Kostenloses Girokonto: Direktbank liegt im Trend

Wenn es um die Eröffnung eines Kontos geht, dann sollte man dieses am besten bei einer Direktbank eröffnen. In den vergangenen Jahren hat sich im Banken-Bereich einiges verändert und inzwischen bieten die Direktbanken die interessanten Kontenmodelle an. So ist es bei fast allen Direktbanken üblich, dass man ein Girokonto ohne Kontoführungsgebühren eröffnen kann. Nur in seltenen Fällen muss man mit Kontoführungsgebühren oder Bearbeitungsgebühren rechnen.
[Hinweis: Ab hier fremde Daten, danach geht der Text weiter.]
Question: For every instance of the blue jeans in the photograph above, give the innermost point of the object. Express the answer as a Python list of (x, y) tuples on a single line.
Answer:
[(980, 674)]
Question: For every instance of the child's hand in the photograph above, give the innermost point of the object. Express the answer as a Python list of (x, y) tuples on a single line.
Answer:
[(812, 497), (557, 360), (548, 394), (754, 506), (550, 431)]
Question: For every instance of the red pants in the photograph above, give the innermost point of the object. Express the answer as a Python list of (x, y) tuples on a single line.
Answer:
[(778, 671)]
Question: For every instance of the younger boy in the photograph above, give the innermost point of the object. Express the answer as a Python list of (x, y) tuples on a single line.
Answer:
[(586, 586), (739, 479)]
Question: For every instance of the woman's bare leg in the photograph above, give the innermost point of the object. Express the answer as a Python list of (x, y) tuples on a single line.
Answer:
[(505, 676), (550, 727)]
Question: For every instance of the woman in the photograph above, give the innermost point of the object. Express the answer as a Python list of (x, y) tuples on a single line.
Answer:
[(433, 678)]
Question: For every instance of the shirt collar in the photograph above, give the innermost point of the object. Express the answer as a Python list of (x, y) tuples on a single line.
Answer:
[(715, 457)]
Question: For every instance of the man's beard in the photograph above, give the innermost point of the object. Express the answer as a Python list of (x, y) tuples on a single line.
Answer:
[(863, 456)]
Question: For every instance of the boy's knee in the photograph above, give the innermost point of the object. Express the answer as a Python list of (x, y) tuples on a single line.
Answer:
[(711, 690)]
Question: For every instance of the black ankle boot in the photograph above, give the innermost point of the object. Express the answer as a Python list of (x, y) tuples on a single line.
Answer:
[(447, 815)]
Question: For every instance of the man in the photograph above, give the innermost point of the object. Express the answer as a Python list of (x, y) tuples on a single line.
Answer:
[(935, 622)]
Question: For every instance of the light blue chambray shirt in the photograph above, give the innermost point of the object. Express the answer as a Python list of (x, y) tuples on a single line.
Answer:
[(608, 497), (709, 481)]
Bei den Filialbanken verhält es sich hingegen so, dass man ein kostenloses Girokonto meist nur auf Anfrage angeboten bekommt.

Selbstverständlich gibt es noch weitere Punkte, die für die Eröffnung eines Kontos bei einer Direktbank sprechen. So sind an dieser Stelle zunächst einmal die Konditionen hervorzuheben. Damit ist in erster Linie die Verzinsung gemeint, die für das Konto gilt. Während man bei den Filialbanken so gut wie gar keine Zinsen auf das Kontoguthaben erhält, so sieht es bei den Internet- und Direktbanken schon ganz anders aus. Je nach Bank sind die Konten sogar so gut verzinst, dass man diese auch als Sparkonten verwenden kann.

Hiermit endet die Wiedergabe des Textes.